Peak Calling

Introduction

Chromatin immunoprecipitation (ChIP) is used to find the localized binding sites of regulatory proteins. Advances in statistical analyses has dramatically increased the accuracy of the ChIP process. One such statistical technique is called peak calling. This peak calling counters the problem of false positive predictions. Peak calling is done in both of the DNA strands separately. This process is called twin peak calling. Twin peak calling combined with kernal density estimators and false discoveries rate estimations based on control libraries aids in the eradication of false positive interaction. Ensembele methods are used in filtering the peak values. In the below article prediction of human growth- associated binding proteins (GABPα) based on ChIP-seq observations.

In response to external stimuli or internal signals transcription can happen. This transcription process is controlled by a series of complex networks, agents and mechanism. Transcription factors, cofactors, nucleosomes, histone modifications, DNA methylation, micro RNAs control the transcription process. Interaction of these molecules activates and initiates the RNA polymerase complex. Chromatin Immunoprecipitation (ChIP) is used in mapping of these transcription factor binding sites (TFBS) to complex genomes.  As ChIP-seq results not only draws out the DNA associated with transcription factor (TF) of interest but also DNA fragments associated other proteins. There are challenges that remain in mapping TF binding sites. Specificity and selectivity of the antibody is the deciding factor of the ChIP studies. Antibodies can bind with other proteins of the TF family creating a non-specific signal also TFs can bind with modified or bound to the cofactors which are not recognized by antibodies. TFs can also bind to distal promoter, enhancer, introgenic regions and exons. IN DNA the binding site is generally short that is like 5 base pairs (bp). Thererfore analysis of TFBS in isolation is typically not feasible. These binding sites are frequently organized into cis-regulatory modules (CRMs). These CRMs are generally 100-1000 bp in length. TFs bind in these sites and regulate transcription rates. Computational methods for these CRMs are available and accurate. The predictions based on these methods are based on a very limited samples of verified binding sites. Based on such samples generalizing the motifs happen using mathematical models is highly challenging. Next generation ChIP-seq increases the representative samples in recent times. ChIP-Seq provides finer resolution than other methods. Computational analyses of a cell division regulator, the growth associated binding protein α-chain (GABPα), and its binding site in human genome is explained below.
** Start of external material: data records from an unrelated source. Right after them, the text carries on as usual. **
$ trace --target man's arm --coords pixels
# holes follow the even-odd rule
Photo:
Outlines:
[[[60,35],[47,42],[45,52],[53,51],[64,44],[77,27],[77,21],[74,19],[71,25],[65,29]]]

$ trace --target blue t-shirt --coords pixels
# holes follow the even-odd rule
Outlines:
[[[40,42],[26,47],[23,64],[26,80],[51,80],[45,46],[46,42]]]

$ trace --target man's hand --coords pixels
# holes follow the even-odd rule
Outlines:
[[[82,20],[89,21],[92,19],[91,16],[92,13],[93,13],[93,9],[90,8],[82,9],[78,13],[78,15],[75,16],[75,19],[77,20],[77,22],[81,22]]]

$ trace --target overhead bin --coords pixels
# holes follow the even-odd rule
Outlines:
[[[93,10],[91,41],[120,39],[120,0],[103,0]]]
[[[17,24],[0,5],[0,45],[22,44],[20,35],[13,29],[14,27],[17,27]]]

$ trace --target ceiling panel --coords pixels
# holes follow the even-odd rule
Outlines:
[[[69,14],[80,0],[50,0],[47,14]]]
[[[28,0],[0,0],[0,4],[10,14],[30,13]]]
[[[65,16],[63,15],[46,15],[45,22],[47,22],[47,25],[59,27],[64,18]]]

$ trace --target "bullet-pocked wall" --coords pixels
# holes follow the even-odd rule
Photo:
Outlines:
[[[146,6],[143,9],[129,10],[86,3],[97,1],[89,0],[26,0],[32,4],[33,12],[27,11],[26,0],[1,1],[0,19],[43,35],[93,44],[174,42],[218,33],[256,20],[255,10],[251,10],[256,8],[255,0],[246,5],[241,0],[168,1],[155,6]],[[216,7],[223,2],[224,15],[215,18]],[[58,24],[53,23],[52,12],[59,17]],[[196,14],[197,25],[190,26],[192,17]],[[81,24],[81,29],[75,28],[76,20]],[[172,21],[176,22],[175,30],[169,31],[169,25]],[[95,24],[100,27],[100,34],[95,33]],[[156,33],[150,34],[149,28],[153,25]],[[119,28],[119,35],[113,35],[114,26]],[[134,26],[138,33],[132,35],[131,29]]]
Chromatin Immunoprecipitation (ChIP)

Formaldehyde cross-linking is used to anchor the protein of interest to its invivo DNA location. The DNA is either sonicated or sheared. This results in DNA sequences of length of few hundred bp. The protein molecule associated with the DNA molecule is incubated in the presence of specific antibody and immunoprecipitation is performed. 150-200 bp long DNA segments are selected by gel electrophoresis. The size of the TFs binding site varies from 5-26 bp. As discussed earlier we select 150- 200 bp DNA segments assuming to be with CRMs. But this compromises the resolution of this method. Estimation of false positive rates and background noise becomes necessary. This is done by creation of control libraries. These control libraries are controlled by reversing the cross-linking and ChIP, ChIP with a non-selective protein like IgG or with no immunoprecipitation at all. When no immunoprecipitation is done no protein is pulled down with DNA molecules. The resulting output is considered as background noise and can be used for estimating the false discovery rate.

Identification of Chromatin-Bound DNA

ChIP enriched DNA segments can be identified by two methods:

(I) Genomic tilting/ promoter microarrays (ChIP- chip)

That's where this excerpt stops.